The TP52 Gold Cup, awarded on the class’s TPR handicapping system, went to Quest.

“It’s such a great event to have so many TPs here and, as far as the start goes, I’m not sure about 175 years but it was the most exciting I’ve been involved with,” Quest owner Craig Neil said as he held his Cup aloft last year.

Smuggler claimed second place, owner Sebastian Bohm also buzzing about the conditions: “That was heart-in-the-mouth stuff,” he said. “Fairly intense but great fun.”

Asia Pacific finals 

Friday, March 25, sees the opening salvos of the Sailing Champions League Asia Pacific match-racing finals.

Yacht club crews from around Australia are racing directly in front of the Honeysuckle precinct over the three days.

Port Hunter Sailing Club is hosting a 16ft skiff regatta on Saturday, March 26.

Cock of the Harbour

The iconic race known as the Cock of the Harbour moves to a Sunday timeslot.

The latter’s sole purpose is to determine the fastest sailing craft on the Harbour, as it did when gaff-rigged workboats plied the Harbour.

“It’s one of Australia’s oldest sailing trophies,” Paul said. “The race title is derived from an old phrase “Cock of the hooper” which means to crack a keg in celebration.

“Any boat can contest it, be it skiff, foiling boat, catamaran etc – they do a circuit and see who’s the fastest.”

Brothers Daniel and Nathan Van Kerckhof, who represente Tanilba Bay Sailing Club last year on Send It Marine, are the defending champions.

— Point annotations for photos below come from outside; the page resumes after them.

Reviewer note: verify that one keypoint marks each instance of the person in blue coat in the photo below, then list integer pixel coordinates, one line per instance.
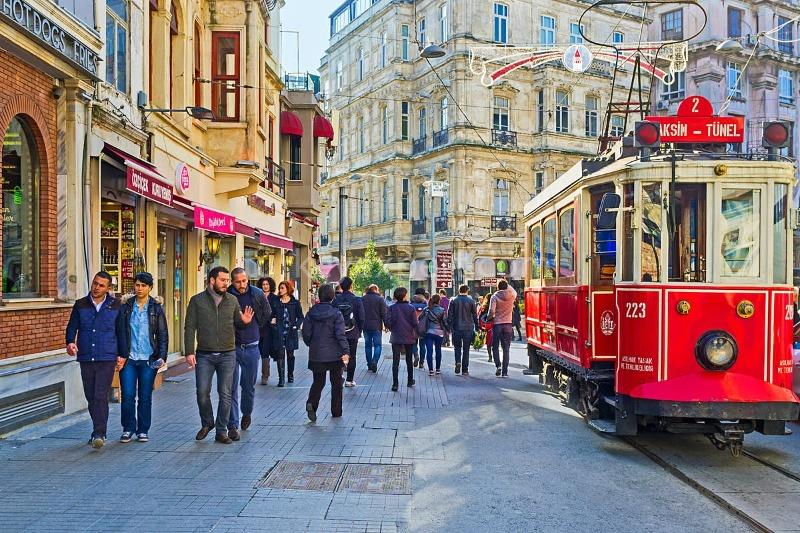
(146, 339)
(287, 316)
(95, 336)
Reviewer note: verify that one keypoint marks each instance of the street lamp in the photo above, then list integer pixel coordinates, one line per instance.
(200, 113)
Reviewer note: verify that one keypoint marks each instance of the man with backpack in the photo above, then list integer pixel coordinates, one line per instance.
(352, 309)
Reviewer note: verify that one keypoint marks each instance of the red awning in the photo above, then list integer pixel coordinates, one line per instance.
(323, 127)
(276, 241)
(291, 124)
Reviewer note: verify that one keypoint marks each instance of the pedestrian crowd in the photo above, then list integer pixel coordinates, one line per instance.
(235, 328)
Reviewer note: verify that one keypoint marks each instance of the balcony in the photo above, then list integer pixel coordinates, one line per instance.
(440, 138)
(274, 178)
(419, 145)
(504, 138)
(504, 223)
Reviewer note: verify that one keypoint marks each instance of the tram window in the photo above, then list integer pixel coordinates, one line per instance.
(741, 228)
(566, 253)
(651, 232)
(686, 221)
(536, 253)
(780, 234)
(549, 270)
(627, 234)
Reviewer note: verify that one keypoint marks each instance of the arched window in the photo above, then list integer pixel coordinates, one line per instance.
(20, 210)
(198, 87)
(173, 36)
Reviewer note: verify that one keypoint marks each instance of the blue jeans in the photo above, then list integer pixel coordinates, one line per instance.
(372, 345)
(223, 364)
(136, 379)
(244, 378)
(462, 340)
(502, 334)
(432, 340)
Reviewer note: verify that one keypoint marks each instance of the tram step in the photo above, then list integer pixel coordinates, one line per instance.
(603, 425)
(611, 400)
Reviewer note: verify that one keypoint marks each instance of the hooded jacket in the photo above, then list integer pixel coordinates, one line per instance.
(501, 306)
(402, 321)
(156, 319)
(323, 333)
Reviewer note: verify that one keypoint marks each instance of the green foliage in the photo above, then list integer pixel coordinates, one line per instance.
(368, 270)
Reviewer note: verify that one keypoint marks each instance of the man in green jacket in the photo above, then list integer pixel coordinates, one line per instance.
(212, 317)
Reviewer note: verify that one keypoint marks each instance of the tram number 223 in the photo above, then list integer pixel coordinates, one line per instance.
(635, 310)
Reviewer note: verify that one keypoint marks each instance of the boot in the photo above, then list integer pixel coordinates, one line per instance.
(281, 372)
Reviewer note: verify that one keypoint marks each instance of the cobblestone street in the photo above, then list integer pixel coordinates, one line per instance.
(452, 454)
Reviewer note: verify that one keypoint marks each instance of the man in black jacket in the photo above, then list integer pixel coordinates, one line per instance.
(323, 333)
(247, 352)
(462, 318)
(352, 309)
(374, 316)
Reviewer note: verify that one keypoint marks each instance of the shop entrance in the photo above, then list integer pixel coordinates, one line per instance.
(171, 281)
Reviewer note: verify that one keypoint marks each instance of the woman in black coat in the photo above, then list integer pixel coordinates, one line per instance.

Fastest of the monohulls last year was Waddles, a local 16-foot skiff, which crossed the line eighth overall.

Free Try-Sailing

Children can also participate in a free Try-Sailing experience in the sheltered waters of Throsby Basin, adjacent to Carrington Bridge, running 10am-2pm on both days. No registration is necessary for this chance to learn a new skill aboard one of NCYC’s Tackers trainers.

“It’s just one of the many programs NCYC offers,” Paul said. “We’ve got programs from kids to veterans and everything in between – families, teens, kids, adults, female only etc. If people like what they see during Sailfest, we’re hoping it inspires them to get into sailing.”

Partnerships 

Newcastle Lord Mayor Nuatali Nelmes said City of Newcastle, a foundation supporter, was pleased to be able to continue its backing of the SailFest Newcastle Regatta as part of its commitment to supporting and attracting local, national and international events to Newcastle.

“The SailFest Newcastle Regatta not only shows off our spectacular working harbour and thriving city but also delivers a welcome economic boost for local businesses who benefit from those who travel to Newcastle for the weekend,” Cr Nelmes said.

“Our sponsorship has supported Newcastle Cruising Yacht Club in its plans to expand and improve the festival to add another great fixture to our vibrant calendar of annual events and enhance our reputation as a world-class events city.

Transport for NSW is another major supporter, leveraging the opportunity to promote a vital water-safety message direct to competitors and the wider public.

“The event provides an excellent opportunity to engage both participants and spectators on a range of maritime safety issues,” says Bernard Carlon, Chief, Centres for Road & Maritime Safety.

SailFest ends the following Sunday with the Newcastle-Port Stephens feeder race for its sister regatta, Sail Port Stephens.